Pracowity Sylwester i Nowy Rok mieli policjanci ze Śremu. Pewien kierowca wjechał swoim Citroënem Xsara Picasso do Kanału Ulgi rzeki Warty.
W ostatni dzień 2023 roku oraz witając Nowy 2024 Rok śremscy policjanci mieli sporo pracy. Dominowały interwencje związane z konfliktami rodzinnymi. Niektórzy, mocno przesadzili z alkoholem i stary rok żegnali, a Nowy witali kłótnią i awanturą. W Nowy Rok policjanci patrolówki interweniowali też w sprawie. Sprawdzali pozostawionego Citroëna, który ugrzązł w Kanale Ulgi rzeki Warty.
W Sylwestra i Nowy Rok śremscy policjanci nie odnotowali poważniejszych zdarzeń kryminalnych, żadnego zdarzenia drogowego ani też kierujących na podwójnym gazie. Mimo tego, był to bardzo pracowity czas dla policyjnych patroli interwencyjnych. W Nowy Rok policjanci patrolówki interweniowali w bardzo nietypowej sprawie.
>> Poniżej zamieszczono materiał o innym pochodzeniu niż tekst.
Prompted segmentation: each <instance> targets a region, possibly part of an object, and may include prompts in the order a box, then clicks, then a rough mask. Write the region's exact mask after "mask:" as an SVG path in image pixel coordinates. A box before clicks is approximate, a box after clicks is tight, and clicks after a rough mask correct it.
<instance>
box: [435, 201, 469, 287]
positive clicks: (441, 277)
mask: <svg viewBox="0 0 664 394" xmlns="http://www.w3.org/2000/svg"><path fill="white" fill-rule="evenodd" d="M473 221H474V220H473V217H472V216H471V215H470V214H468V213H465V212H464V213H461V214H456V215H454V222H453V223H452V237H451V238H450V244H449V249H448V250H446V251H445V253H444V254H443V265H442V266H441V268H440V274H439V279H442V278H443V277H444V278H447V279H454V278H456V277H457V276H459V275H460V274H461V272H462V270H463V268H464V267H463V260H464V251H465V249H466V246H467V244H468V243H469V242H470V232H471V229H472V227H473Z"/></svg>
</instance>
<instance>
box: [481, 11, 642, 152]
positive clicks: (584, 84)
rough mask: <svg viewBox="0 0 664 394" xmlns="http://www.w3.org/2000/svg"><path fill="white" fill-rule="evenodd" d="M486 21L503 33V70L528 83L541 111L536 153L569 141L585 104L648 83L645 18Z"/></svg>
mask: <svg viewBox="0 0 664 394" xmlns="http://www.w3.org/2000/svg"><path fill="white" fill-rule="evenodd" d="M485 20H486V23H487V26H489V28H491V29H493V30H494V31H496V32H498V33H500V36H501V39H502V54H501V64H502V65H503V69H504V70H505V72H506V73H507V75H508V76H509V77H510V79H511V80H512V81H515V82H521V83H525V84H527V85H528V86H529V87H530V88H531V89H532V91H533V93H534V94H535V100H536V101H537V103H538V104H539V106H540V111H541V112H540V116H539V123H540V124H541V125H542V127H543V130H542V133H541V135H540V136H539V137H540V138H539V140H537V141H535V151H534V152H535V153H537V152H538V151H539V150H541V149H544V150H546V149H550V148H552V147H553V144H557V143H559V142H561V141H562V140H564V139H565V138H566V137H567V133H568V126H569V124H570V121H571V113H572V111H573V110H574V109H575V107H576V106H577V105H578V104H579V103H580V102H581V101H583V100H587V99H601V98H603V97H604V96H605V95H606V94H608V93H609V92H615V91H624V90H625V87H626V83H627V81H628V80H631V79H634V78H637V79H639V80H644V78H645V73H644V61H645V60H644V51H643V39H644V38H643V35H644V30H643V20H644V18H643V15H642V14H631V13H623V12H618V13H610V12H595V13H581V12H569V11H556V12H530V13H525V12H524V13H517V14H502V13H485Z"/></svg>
Mieszkaniec powiatu gostyńskiego, który kierując autem znalazł się w wodzie nie był w stanie już sam wyjechać. Pomogła mu straż pożarna.
Citroën, mimo szczerych chęci właściciela, nie miał ani właściwości terenowych, ani nie pływał, chociaż od lądu zajechał całkiem daleko. Strażacy bardzo szybko poradzili sobie z wyciągnięciem pojazdu, a właściciel zastanawia się teraz, co zrobić z zalanym autem. Czy będzie to remont czy może sprzedaż? Przekonamy się niebawem.
Do wyciągnięcia Xsary Picasso zaangażowano pokaźne środki – ściągnięto dwa wozy bojowe, jeden radiowóz oraz łódkę, za pomocą której zamocowano do samochodu linę.
Strażacy spekulowali, że kierowca po ciemku pomylił drogę. Do brzegu było już dość blisko.